Stenfors Cecilia U D, Hanson Linda M, Theorell Töres, Osika Walter S
Aging Research Center, Department of Neurobiology, Care Science and Society, Karolinska InstituteStockholm, Sweden; Environmental Neuroscience Lab, Department of Psychology, University of ChicagoChicago, IL, USA.
Stress Research Institute, Stockholm University Stockholm, Sweden.
Front Psychol. 2016 Oct 5;7:1536. doi: 10.3389/fpsyg.2016.01536. eCollection 2016.

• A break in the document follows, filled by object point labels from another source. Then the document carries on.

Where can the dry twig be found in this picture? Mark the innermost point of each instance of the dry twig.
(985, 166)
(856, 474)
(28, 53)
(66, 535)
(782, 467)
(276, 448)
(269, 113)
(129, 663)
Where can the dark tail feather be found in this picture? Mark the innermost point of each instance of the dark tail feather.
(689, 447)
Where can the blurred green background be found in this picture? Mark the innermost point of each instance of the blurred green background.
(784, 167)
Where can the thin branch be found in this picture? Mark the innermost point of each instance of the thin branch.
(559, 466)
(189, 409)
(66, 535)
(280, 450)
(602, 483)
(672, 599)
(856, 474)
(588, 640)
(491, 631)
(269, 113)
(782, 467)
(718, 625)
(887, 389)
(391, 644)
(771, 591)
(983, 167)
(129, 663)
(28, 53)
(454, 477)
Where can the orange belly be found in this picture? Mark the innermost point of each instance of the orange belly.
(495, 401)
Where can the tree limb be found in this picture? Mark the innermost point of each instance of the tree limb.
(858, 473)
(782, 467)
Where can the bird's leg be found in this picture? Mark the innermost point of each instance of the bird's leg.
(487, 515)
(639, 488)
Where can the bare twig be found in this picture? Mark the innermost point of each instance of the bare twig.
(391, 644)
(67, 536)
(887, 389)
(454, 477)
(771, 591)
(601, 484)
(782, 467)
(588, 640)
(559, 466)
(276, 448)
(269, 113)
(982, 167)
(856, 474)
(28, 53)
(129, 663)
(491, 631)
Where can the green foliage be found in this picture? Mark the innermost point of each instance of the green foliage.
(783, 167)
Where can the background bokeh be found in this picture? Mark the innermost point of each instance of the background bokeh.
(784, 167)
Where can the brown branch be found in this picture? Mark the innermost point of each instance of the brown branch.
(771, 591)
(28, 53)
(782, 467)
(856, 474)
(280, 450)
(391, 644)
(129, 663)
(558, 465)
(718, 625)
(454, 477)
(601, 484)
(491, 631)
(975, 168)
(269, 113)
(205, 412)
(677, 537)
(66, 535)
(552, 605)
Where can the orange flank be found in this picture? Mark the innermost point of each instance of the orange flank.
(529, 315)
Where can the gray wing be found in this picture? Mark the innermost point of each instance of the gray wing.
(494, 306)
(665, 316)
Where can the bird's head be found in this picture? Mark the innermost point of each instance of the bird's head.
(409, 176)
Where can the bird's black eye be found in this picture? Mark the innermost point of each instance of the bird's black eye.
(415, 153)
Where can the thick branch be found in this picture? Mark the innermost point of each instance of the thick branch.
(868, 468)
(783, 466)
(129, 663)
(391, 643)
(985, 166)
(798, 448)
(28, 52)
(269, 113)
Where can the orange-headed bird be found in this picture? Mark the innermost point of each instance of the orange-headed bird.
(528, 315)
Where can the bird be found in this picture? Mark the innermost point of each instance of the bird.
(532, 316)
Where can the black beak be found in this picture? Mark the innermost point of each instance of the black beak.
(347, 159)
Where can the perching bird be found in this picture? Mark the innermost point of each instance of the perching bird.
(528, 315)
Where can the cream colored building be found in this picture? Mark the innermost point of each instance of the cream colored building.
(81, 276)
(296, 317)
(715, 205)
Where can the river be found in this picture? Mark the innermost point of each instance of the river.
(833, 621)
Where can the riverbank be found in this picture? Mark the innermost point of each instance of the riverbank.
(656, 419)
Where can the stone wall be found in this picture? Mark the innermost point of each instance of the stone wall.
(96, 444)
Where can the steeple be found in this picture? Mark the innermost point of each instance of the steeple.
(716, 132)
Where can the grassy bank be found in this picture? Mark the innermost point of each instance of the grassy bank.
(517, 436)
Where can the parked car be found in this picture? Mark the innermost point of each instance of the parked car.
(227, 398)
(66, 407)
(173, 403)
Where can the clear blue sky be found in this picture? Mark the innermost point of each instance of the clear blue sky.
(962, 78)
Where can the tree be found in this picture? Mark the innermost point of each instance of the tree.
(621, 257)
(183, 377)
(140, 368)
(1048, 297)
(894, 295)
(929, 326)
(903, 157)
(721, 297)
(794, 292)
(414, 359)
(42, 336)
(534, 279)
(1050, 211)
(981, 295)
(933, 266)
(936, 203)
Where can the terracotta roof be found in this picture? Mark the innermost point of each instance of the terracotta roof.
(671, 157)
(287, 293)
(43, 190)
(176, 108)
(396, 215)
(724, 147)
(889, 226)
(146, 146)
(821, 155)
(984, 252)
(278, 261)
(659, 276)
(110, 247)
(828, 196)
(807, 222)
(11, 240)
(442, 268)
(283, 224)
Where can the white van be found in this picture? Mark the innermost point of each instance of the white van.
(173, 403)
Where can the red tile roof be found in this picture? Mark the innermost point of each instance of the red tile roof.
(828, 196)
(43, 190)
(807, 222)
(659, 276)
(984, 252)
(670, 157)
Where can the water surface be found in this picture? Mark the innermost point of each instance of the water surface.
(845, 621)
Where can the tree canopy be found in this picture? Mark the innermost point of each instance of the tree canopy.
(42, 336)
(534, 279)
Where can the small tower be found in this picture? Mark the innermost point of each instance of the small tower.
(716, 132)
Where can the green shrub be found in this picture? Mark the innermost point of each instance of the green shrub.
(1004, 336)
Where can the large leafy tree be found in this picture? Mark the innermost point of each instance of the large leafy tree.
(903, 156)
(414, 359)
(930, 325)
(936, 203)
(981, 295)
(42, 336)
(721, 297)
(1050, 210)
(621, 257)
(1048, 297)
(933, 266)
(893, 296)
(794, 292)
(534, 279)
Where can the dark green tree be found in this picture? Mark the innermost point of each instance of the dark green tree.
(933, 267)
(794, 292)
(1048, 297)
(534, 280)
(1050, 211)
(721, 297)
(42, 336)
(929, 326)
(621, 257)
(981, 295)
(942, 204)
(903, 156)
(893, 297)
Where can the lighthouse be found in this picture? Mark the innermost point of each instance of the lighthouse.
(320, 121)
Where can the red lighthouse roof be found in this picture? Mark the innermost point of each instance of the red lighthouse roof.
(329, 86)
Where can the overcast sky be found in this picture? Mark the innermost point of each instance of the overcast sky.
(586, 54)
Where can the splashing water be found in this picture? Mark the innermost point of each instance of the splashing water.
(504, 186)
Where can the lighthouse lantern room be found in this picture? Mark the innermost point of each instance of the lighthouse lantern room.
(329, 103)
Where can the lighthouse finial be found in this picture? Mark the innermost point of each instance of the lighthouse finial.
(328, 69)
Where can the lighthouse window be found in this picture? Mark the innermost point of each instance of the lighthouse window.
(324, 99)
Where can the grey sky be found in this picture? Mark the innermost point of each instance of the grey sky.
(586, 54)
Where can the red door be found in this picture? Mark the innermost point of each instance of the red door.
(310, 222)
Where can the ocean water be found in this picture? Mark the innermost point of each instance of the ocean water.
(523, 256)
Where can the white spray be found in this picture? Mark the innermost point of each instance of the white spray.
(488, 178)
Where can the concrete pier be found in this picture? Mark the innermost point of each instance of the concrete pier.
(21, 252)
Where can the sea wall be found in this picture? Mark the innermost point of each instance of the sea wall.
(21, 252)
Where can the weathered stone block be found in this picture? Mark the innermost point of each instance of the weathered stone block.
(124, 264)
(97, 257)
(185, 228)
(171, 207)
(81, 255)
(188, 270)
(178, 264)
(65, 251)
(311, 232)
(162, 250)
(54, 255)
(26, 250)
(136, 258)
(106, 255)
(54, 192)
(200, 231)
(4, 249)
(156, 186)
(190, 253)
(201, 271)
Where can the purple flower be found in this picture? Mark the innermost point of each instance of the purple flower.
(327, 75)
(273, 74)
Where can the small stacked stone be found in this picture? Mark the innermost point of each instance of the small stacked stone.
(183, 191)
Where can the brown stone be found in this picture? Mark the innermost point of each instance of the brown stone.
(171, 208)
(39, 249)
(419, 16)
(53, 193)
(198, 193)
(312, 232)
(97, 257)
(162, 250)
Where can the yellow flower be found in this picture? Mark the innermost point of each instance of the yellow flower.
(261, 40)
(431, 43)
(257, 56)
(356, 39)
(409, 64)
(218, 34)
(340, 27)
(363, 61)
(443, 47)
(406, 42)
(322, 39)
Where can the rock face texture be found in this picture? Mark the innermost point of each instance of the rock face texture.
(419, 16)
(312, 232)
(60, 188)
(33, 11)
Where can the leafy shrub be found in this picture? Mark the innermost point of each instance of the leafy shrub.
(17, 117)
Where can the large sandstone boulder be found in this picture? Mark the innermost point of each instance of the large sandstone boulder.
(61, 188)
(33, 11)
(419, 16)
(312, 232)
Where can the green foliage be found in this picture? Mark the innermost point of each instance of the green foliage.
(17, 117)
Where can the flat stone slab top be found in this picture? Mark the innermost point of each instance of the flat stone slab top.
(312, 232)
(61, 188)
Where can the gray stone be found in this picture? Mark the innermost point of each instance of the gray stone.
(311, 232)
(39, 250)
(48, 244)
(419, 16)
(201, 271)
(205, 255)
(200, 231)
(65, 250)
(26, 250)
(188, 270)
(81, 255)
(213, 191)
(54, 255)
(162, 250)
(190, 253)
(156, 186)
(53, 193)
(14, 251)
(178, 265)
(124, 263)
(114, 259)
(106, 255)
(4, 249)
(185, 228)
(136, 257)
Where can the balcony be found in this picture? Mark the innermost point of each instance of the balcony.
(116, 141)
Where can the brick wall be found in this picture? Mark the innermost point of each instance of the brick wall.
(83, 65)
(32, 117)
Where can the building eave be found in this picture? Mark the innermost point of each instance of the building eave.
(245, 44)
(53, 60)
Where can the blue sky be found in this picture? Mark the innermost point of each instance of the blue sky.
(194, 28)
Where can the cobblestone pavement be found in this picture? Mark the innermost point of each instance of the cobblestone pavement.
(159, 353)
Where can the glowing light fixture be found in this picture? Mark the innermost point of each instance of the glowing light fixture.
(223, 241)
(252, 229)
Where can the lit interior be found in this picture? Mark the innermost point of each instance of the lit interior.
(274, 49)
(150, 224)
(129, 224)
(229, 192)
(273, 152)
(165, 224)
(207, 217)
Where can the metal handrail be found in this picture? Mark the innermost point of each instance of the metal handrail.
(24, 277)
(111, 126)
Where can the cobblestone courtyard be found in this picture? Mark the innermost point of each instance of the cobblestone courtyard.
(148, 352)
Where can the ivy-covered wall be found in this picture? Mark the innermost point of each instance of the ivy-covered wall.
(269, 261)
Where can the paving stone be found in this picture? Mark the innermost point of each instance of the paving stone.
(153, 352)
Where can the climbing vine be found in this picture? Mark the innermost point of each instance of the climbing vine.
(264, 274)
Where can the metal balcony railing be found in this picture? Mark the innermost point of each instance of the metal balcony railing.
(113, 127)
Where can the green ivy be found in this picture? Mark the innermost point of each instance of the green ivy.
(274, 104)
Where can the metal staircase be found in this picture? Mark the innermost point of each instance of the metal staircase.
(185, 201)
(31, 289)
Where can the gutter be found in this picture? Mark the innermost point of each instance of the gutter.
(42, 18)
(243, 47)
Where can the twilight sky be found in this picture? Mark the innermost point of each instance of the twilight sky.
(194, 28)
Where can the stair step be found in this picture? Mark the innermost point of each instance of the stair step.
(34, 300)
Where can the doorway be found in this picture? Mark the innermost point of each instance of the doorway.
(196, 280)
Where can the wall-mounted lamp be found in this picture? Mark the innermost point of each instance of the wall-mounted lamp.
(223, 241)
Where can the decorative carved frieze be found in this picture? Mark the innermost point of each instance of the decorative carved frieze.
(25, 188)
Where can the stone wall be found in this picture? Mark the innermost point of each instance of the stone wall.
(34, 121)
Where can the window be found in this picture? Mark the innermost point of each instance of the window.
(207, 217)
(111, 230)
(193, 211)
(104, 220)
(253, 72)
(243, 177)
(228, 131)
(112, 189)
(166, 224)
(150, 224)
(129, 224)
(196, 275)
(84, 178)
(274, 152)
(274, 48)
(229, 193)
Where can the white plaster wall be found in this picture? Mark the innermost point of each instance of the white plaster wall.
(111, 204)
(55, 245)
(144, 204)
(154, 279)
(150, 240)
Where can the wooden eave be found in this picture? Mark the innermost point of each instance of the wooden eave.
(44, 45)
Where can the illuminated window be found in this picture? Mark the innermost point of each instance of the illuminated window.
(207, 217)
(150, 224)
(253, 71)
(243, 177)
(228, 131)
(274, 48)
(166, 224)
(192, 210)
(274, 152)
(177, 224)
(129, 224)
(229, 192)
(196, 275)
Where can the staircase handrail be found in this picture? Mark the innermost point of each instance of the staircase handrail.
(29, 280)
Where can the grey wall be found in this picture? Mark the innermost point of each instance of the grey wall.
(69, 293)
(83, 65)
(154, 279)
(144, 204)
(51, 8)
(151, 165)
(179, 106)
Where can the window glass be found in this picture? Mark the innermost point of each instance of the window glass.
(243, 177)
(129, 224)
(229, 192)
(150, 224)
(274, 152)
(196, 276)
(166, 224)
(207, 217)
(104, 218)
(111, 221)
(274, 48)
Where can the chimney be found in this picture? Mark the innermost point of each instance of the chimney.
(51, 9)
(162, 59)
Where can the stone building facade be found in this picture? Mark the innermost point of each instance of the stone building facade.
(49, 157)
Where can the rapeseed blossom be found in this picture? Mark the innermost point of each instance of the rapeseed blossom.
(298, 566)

Executive cognitive functioning is essential in private and working life and is sensitive to stress and aging. Cardiovascular (CV) health factors are related to cognitive decline and dementia, but there is relatively few studies of the role of CV autonomic regulation, a key component in stress responses and risk factor for cardiovascular disease (CVD), and executive processes. An emerging pattern of results from previous studies suggest that different executive processes may be differentially associated with CV autonomic regulation. The aim was thus to study the associations between multiple measures of CV autonomic regulation and measures of different executive cognitive processes. Participants were 119 healthy working adults (79% women), from the Swedish Longitudinal Occupational Survey of Health. Electrocardiogram was sampled for analysis of heart rate variability (HRV) measures, including the Standard Deviation of NN, here heart beats (SDNN), root of the mean squares of successive differences (RMSSD), high frequency (HF) power band from spectral analyses, and QT variability index (QTVI), a measure of myocardial repolarization patterns. Executive cognitive functioning was measured by seven neuropsychological tests. The relationships between CV autonomic regulation measures and executive cognitive measures were tested with bivariate and partial correlational analyses, controlling for demographic variables, and mental health symptoms. Higher SDNN and RMSSD and lower QTVI were significantly associated with better performance on cognitive tests tapping inhibition, updating, shifting, and psychomotor speed. After adjustments for demographic factors however (age being the greatest confounder), only QTVI was clearly associated with these executive tests. No such associations were seen for working memory . Poorer CV autonomic regulation in terms of lower SDNN and RMSSD and higher QTVI was associated with poorer executive cognitive functioning in terms of inhibition, shifting, updating, and speed in healthy working adults. Age could largely explain the associations between the executive measures and SDNN and RMSSD, while associations with QTVI remained. QTVI may be a useful measure of autonomic regulation and promising as an early indicator of risk among otherwise healthy adults, compared to traditional HRV measures, as associations between QTVI and executive functioning was not affected by age.
执行认知功能在个人生活和工作中至关重要,且对压力和衰老敏感。心血管(CV)健康因素与认知衰退和痴呆有关,但关于CV自主调节(压力反应的关键组成部分和心血管疾病(CVD)的危险因素)与执行过程之间作用的研究相对较少。先前研究中出现的一种结果模式表明,不同的执行过程可能与CV自主调节存在不同的关联。因此,本研究旨在探讨CV自主调节的多种测量指标与不同执行认知过程测量指标之间的关联。研究对象为119名健康的在职成年人(79%为女性),来自瑞典健康纵向职业调查。采集心电图以分析心率变异性(HRV)测量指标,包括NN间期标准差(SDNN,此处指心跳间期)、连续差值均方根(RMSSD)、频谱分析中的高频(HF)功率频段以及QT变异性指数(QTVI,一种心肌复极模式的测量指标)。通过七项神经心理学测试来测量执行认知功能。采用双变量和偏相关分析来检验CV自主调节测量指标与执行认知测量指标之间的关系,并控制人口统计学变量和心理健康症状。较高的SDNN和RMSSD以及较低的QTVI与在涉及抑制、更新、转换和心理运动速度的认知测试中表现更好显著相关。然而,在调整人口统计学因素(年龄是最大的混杂因素)后,只有QTVI与这些执行测试有明显关联。工作记忆方面未发现此类关联。在健康在职成年人中,较低的SDNN和RMSSD以及较高的QTVI所代表的较差的CV自主调节与抑制、转换、更新和速度方面较差的执行认知功能相关。年龄在很大程度上可以解释执行测量指标与SDNN和RMSSD之间的关联,而与QTVI的关联依然存在。与传统HRV测量指标相比,QTVI可能是自主调节的一个有用测量指标,有望作为健康成年人中风险的早期指标,因为QTVI与执行功能之间的关联不受年龄影响。